To identify duplicates, the full and incremental search processes leverage the soundex phonetic algorithm and Damerau-Levenshtein distance algorithm to calculate the similarity between constituent records.

This is a summary of the matching process:

  1. The program prepares the results table. For a full duplicate search, all data is cleared from previous searches. For an incremental search, the program only clears constituents that no longer exist in the database. If Include inactive is not selected for the search process, the program also clears inactive constituents.

  2. The program creates groups of constituents to compare by running the soundex algorithm on the constituent key names (Last name for individuals or the Org/Group/Household name for organizations/groups/households).

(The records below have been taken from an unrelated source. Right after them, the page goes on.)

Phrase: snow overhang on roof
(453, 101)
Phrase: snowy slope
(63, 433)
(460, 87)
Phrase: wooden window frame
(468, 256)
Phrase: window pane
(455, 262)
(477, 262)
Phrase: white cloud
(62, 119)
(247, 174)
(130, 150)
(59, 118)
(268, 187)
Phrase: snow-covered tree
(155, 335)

This algorithm finds names that sound the same but have minor differences in spelling. For example, the last names Hendericks, Hendershot, Henderson, and Hunter all have the soundex value of H536. They are included in the same group for comparison, while constituents with last names like Anderson, Johnson, Cooke, or Higgins are included in other groups. For a detailed explanation of the soundex algorithm, see http://en.wikipedia.org/wiki/soundex. The program divides these groups by constituent type (Individuals, Groups, and Organizations) and then compares each group separately.

    Note: Because the soundex algorithm matches records based on phonetic similarity, you should use articles at the beginning of organization names consistently—either always or never include them. For example, “The Boys and Girls Club” and “Boys and Girls Club” are not identified as duplicates by the full or incremental duplicate search processes due to the phonetic differences of the first word.

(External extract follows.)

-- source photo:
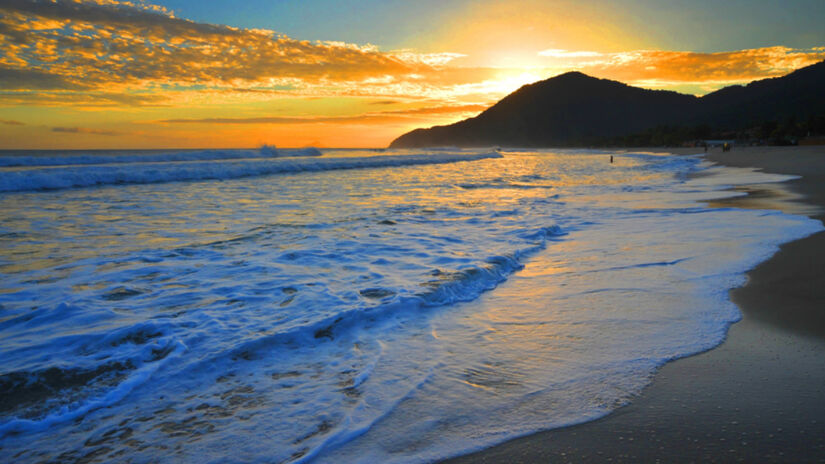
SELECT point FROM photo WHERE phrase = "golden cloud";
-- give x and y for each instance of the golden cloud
(660, 68)
(379, 116)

  3. The program then uses four calculations to compare the key name of each constituent to every other constituent in that group. For more information about those calculations, see Matching Score Calculations.

    If the key names on two constituents are similar enough to meet or exceed the match confidence threshold for names, the program then runs calculations for email addresses, phone numbers, and addresses:

    • If Match constituents based on email address is selected for the search process, the program also compares email addresses. If they match exactly, the program uses this calculation for the matching score: (1 + Name Score) / 2. For example, if the Name Score is .8, the result is (1 + .8) / 2 = .9 (90% match). If they do not match exactly, the score is zero.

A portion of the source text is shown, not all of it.